The 784777102 is a shielded, wirewound SMD/chip-style inductor optimized for low-frequency filtering and small-signal choke duties where modest inductance and compact size are needed. Its combination of 1 mH inductance and relatively high DCR positions it more for EMI suppression and filtering in low-current rails than high-efficiency power conversion. Designers should inspect test frequency and measurement voltage on the datasheet, since L and DCR are often specified at 1 kHz and a low excitation level.
| Parameter | Value / Notes |
|---|---|
| Part number | 784777102 |
| Inductance (nominal) | 1.00 mH |
| Rated current | ≤250 mA |
| Max DCR | ~5.75 Ω |
| Package / Type | Shielded wirewound drum, SMD |
| Feature | 784777102 (Shielded) | Generic Unshielded | High-Current Ferrite |
|---|---|---|---|
| EMI Shielding | Excellent (Internal) | Poor (Stray Fields) | Moderate |
| DCR (Resistance) | ~5.75 Ω | ~4.5 Ω | <1.0 Ω |
| Main Application | Precision Filtering | Low-Cost Decoupling | Power Conversion |
Interpreting the inductor specs requires attention to stated measurement conditions, inductance tolerance, and how L changes under DC bias. Datasheets typically show L at a specified frequency and excitation; for wirewound parts, inductance can decrease with applied DC current as the core approaches saturation. Always map the datasheet’s test frequency to your intended operating band.
"When working with the 784777102, don't just look at the 1mH nominal value. In high-density layouts, the 5.75 Ω DCR is your friend for damping high-Q resonances in EMI filters, but it's your enemy for thermal budget. Pro Tip: Use 4-wire Kelvin sensing if you're verifying DCR on the bench to avoid test lead error, which can easily be 0.5 Ω."
Inductance tolerance and measurement points are the first items to confirm. DCR is critical: if listed as typical vs. maximum, use the maximum for worst-case power-loss calculations. Example: with DCR = 5.75 Ω and I = 0.2 A, power loss P = I²R = 0.04 A² × 5.75 Ω = 0.23 W. That level of dissipation on a small SMD choke will produce measurable temperature rise—verify with thermal testing. Use the phrase inductor specs when comparing to alternatives and when documenting design trade-offs.
Hand-drawn schematic, not a precise circuit diagram
Datasheets often specify ambient temperature, humidity, and the exact test fixture or lead configuration used for measurements. Matching those conditions improves reproducibility; otherwise, fixture impedance and stray inductance/capacitance can distort L and Z readings. Note whether the datasheet lists DCR under a specific temperature (e.g., 25°C) and whether reflow-affected measurements are indicated.

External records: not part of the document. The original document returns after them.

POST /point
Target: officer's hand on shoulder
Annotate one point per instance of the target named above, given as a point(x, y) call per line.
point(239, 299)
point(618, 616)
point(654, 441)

Example: input EMI choke on a 5 V rail carrying 200 mA DC. With DCR ≈5.75 Ω, the voltage drop V = I×R = 0.2 A × 5.75 Ω = 1.15 V, which is unacceptable for a 5 V rail. Power loss is ~0.23 W, likely raising the part 20–40°C above ambient on a small copper area. The tradeoff is clear: high DCR reduces EMI resonance but costs efficiency, so this part suits low-current filtering rather than supply regulation in efficiency-sensitive circuits.
CTA: Run the three bench checks listed in the Measurement section before finalizing your PCB layout.
Use the maximum DCR for P = I²R calculations. At 200mA, dissipation is ~0.23W. Ensure your thermal design can dissipate this to avoid overheating nearby components.
Characterize L vs. DC Bias first. Knowing the current level where inductance drops by 10-20% is vital for maintaining filter performance during transients.